4 ways to improve poor password management

New research confirms what IT managers already know: Users practice poor password management. But is there really anything IT can do about it?

Identity protection/fraud detection company CSID surveyed 1,200 Internet users with the help of data collection firm Research Now. The results of the survey uncovered a disconnect between what consumers think and feel about online security versus what they actually do when creating accounts online.

For instance, 73% said they think about strength and security when coming up with new passwords and 89% said they feel secure with their current password creation and management habits, yet:

  • 61% said they reuse the same passwords across multiple sites
  • 54% said they have five passwords or fewer, and
  • 44% said they change their passwords once a year or less.

If these results are any indication, it’s time for IT to drive home the point that if users want to be truly safe and secure while using the Internet, they’ve got to do more than create one or two strong passwords for all their accounts.

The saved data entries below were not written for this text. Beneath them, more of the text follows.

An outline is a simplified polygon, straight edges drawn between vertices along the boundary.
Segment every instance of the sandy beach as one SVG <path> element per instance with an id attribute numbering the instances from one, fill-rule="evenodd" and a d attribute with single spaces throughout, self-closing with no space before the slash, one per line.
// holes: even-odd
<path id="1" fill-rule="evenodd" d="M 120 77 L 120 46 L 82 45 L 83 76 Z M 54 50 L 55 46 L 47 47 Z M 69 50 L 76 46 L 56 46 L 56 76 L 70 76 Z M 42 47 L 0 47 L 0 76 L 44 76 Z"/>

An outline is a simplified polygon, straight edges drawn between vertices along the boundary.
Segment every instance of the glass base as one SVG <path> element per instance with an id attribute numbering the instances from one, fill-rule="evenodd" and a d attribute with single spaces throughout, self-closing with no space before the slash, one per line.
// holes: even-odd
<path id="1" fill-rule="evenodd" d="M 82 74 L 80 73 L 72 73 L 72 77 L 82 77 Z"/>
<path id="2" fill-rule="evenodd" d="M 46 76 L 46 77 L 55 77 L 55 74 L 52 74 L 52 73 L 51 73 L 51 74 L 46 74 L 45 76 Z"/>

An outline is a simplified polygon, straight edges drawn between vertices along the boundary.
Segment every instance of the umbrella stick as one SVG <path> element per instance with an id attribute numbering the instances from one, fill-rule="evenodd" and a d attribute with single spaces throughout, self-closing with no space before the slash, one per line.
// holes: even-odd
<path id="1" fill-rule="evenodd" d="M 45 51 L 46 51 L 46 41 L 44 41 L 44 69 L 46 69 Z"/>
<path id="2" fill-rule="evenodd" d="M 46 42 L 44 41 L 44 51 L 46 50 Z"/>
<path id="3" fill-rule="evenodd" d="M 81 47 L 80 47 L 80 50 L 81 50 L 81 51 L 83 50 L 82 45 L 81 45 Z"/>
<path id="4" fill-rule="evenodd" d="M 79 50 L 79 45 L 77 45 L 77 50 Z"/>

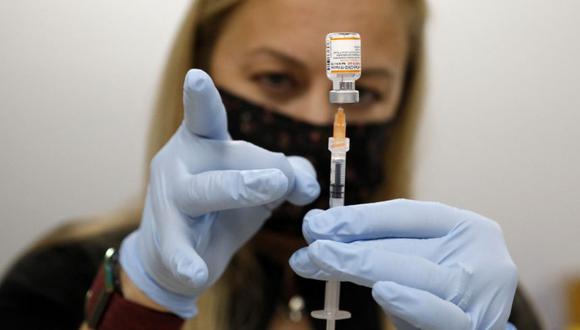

Not only that, users must be made aware of how poor password management puts themselves and their company at risk.

Strategies for better password management

As an IT manager, you’re well aware of the various ways to enforce password security on your network, but CSID suggests some points you’ll want to bring up with users on a regular basis:

  • Whenever possible, use strong passwords that contain more than 10 characters and include a mix of upper- and lowercase letters, symbols and numbers.
  • Create a unique password for each of your online accounts and vary the email addresses you tie to these accounts.
  • Do not store usernames and passwords in an unsecured (unencrypted) file on your computer or the network (or online).
  • Do not share your password with anyone, not even friends and family. (Remind them that even if a person is trustworthy, there’s always a chance their computer is infected with malware that steals passwords, such as a keylogger, for example.)

Another suggestion: password management software. You could encourage users to find one they like or you could evaluate some on your own and choose one for everyone in the company to use.